As members have said, the key to the debate is in the title, “Progressing Towards a Fairer Scotland for Disabled People”. Progress has been made in Scotland’s social security system and in recent changes to public attitudes to hidden disabilities in particular, but too many barriers, both financial and social, persist.
As we know, disabled people are more likely to live in poverty and face higher living costs of, on average, around £630 a month. Today’s figures on disability poverty are deeply concerning. Between 2015 and 2018, the poverty rate after housing costs for people in families with a disabled person was 24 per cent—that is around 440,000 people—compared with 17 per cent for people in a family without a disabled person, and it was up 3 per cent from the lowest recorded figure in 2009.
Benefits such as the disability living allowance were meant to meet those higher costs, but the transition from DLA to personal independence payments has been disastrous for many disabled people. Fifty-six per cent of new claims are being turned down and 28 per cent of reassessment claims are also refused, and those figures do not take into account the thousands of Scots who are awarded PIP at a much lower rate. The refused reassessments alone cost disabled Scots around £56 million a year. To be clear, the money is for disabled people to live and experience a quality of life that everyone else takes for granted. In cutting that support, the UK Government is attacking the rights of disabled Scots to live in dignity.
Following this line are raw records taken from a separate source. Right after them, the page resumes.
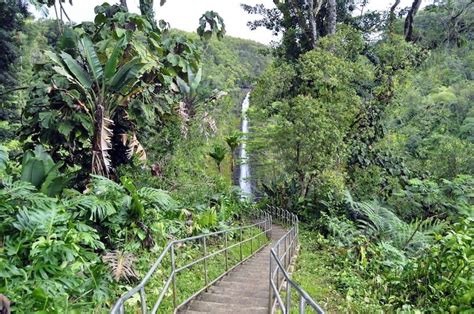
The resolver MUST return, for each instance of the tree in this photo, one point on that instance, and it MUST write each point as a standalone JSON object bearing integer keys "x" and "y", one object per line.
{"x": 307, "y": 110}
{"x": 408, "y": 28}
{"x": 12, "y": 16}
{"x": 233, "y": 142}
{"x": 218, "y": 154}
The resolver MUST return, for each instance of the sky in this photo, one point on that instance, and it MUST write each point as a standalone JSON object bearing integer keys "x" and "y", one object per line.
{"x": 185, "y": 14}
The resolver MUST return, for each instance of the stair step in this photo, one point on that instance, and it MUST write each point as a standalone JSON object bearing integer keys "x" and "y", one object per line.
{"x": 214, "y": 307}
{"x": 234, "y": 299}
{"x": 235, "y": 291}
{"x": 244, "y": 286}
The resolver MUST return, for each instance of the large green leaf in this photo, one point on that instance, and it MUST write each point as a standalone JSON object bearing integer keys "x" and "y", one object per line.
{"x": 33, "y": 171}
{"x": 92, "y": 59}
{"x": 114, "y": 58}
{"x": 77, "y": 71}
{"x": 128, "y": 74}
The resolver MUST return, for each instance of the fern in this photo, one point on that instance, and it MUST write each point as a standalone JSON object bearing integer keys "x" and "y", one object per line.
{"x": 157, "y": 198}
{"x": 121, "y": 264}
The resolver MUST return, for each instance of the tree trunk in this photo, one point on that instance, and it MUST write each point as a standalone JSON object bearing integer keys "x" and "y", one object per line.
{"x": 392, "y": 16}
{"x": 146, "y": 9}
{"x": 409, "y": 20}
{"x": 332, "y": 17}
{"x": 123, "y": 3}
{"x": 314, "y": 7}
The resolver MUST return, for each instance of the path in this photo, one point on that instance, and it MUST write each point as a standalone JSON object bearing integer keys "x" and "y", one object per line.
{"x": 244, "y": 290}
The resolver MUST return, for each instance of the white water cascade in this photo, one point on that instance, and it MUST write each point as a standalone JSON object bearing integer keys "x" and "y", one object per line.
{"x": 244, "y": 177}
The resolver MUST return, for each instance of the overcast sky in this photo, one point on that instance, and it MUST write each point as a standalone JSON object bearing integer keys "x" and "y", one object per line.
{"x": 184, "y": 14}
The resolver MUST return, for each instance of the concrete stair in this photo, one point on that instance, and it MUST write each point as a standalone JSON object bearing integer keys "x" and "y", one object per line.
{"x": 245, "y": 290}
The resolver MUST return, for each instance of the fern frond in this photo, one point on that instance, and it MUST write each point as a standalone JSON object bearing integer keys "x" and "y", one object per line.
{"x": 121, "y": 264}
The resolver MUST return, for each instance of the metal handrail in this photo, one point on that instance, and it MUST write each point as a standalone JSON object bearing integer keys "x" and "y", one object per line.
{"x": 264, "y": 224}
{"x": 280, "y": 262}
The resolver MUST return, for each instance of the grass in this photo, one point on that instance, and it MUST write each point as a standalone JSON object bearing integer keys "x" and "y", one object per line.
{"x": 336, "y": 289}
{"x": 191, "y": 280}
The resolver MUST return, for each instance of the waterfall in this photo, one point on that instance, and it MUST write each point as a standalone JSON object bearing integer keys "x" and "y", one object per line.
{"x": 244, "y": 177}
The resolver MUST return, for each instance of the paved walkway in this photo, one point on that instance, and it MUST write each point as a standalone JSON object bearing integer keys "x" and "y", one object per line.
{"x": 244, "y": 290}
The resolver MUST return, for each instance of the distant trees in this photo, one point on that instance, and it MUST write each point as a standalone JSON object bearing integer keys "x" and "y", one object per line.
{"x": 12, "y": 16}
{"x": 302, "y": 23}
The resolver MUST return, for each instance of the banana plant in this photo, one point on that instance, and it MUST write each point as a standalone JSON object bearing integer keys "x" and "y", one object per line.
{"x": 103, "y": 87}
{"x": 39, "y": 169}
{"x": 233, "y": 141}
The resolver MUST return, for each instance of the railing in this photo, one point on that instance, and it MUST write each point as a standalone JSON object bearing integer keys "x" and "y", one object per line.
{"x": 264, "y": 225}
{"x": 281, "y": 258}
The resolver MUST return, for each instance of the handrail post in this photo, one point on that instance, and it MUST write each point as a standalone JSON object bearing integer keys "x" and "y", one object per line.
{"x": 251, "y": 244}
{"x": 225, "y": 252}
{"x": 241, "y": 239}
{"x": 288, "y": 297}
{"x": 206, "y": 280}
{"x": 173, "y": 267}
{"x": 302, "y": 305}
{"x": 270, "y": 292}
{"x": 278, "y": 268}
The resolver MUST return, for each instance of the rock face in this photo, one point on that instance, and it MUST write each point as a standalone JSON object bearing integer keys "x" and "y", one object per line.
{"x": 244, "y": 290}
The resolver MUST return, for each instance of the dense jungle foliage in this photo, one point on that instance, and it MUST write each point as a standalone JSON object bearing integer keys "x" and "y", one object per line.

I welcome the minister’s commitment to work with people with disabilities and their representative organisations to build a clear consensus around how disability assistance should be assessed, how it should work and how we can all take forward that vision—with the increased funding that will no doubt be required.
Disabled people continue to earn less than non-disabled people, which compounds the problems. With regard to working hours, disabled women are much more likely than disabled men to work part time, and they are more likely to be in underemployment and to be in low-paid jobs. Thirty-five per cent of disabled women are paid below the national living wage, compared with 25 per cent of non-disabled men and 29 per cent of non-disabled women.
Despite the urgent need for action, the target that is set out in the delivery plan of achieving the ambition to close—or only to halve—the employment gap by 2038 is progress that is far too slow for far too many people.